The control polygon (a concept very similar to the like-named one that is met in the study of Bezier curves) has many interesting properties (the curve lies entirely in the convex hull of the control polygon; a B-Spline of degree 1 is its own control polygon,...) whose summary is that the B-spline is the smoothest piecewise polynamial curve that is closest to the control polygon (for some definition of closest).
Another very interesting result is that it is possible to
subdivide the control polygon of a B-spline in a way that makes it an increasingly better approximation of the curve itself; this result leads to an efficient algorithm to draw the curve on a computer screeen.
B-Splines - like any piecewise integer polynomial - are not capable of giving an exact representation of many algebraic curves, conics included. It is therefore impossible to represent an arc of a circle as a B-Spline.
It turns out that this limitation no longer holds in the 4 - dimensional projective space: the 3-D immersion of 4-dimensional (NU) B-splines are indeed capable of exact representation of the conical curves.
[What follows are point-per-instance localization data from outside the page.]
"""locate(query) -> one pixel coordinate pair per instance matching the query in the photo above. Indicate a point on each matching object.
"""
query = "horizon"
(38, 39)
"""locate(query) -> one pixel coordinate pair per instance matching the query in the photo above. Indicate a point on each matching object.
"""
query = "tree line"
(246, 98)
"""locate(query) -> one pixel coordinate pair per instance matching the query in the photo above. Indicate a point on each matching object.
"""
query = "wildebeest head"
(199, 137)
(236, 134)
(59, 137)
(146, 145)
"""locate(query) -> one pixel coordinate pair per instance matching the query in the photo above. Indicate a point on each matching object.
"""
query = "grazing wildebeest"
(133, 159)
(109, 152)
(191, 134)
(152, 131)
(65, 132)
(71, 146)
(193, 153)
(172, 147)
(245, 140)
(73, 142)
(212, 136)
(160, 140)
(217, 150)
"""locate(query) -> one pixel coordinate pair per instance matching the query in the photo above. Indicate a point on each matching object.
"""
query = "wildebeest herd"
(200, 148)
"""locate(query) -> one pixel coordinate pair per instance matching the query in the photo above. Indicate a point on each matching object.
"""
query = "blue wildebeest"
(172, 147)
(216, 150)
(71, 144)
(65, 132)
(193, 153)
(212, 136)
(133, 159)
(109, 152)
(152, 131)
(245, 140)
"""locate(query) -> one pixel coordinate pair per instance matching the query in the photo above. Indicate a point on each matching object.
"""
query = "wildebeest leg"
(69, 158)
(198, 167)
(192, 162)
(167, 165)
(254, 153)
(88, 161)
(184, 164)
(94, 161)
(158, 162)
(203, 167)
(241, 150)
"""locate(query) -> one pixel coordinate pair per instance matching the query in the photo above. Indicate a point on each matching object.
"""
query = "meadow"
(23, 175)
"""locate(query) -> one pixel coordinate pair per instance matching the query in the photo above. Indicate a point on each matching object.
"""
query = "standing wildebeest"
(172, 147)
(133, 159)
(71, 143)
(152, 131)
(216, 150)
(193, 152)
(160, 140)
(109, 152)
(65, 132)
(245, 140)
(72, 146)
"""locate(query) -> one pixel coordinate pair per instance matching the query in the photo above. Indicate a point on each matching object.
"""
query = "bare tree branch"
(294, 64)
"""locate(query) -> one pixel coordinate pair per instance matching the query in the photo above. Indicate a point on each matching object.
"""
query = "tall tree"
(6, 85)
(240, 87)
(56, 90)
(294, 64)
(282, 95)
Because in the familiar process of converting homogeneous coordinates in 3-D coordinates the resulting polynomials are no longer integer, the word Rational is introduced, thereby completing the explanation of the acronym.
As mentioned above, NURBS as curves and surfaces (obtained as a cartesian product of NURBS curves) "hug" their control polygons (or polyhedra) much more closely then their Bezier cousins. This is both one their strength (the other being that NURBS - composite by their nature - are much easier to manage than composite Bezier) and also their chief weakness.
- Strength: it is very easy to approximate any shape by quickly sketching a control polygon and drawing the attending NURBS.
- Weakness: NURBS with a long and flexible control polygon are hard to edit without creating localized "bumps". Unlike Bezier curves NURBS have no built in "smoothing" of the movement of the control vertices. So NURBS are difficult to use (as such) in activities, such as precision car body design, where smooth, gradual variation of the differential properties (specially curvature) of the curves is extremely important.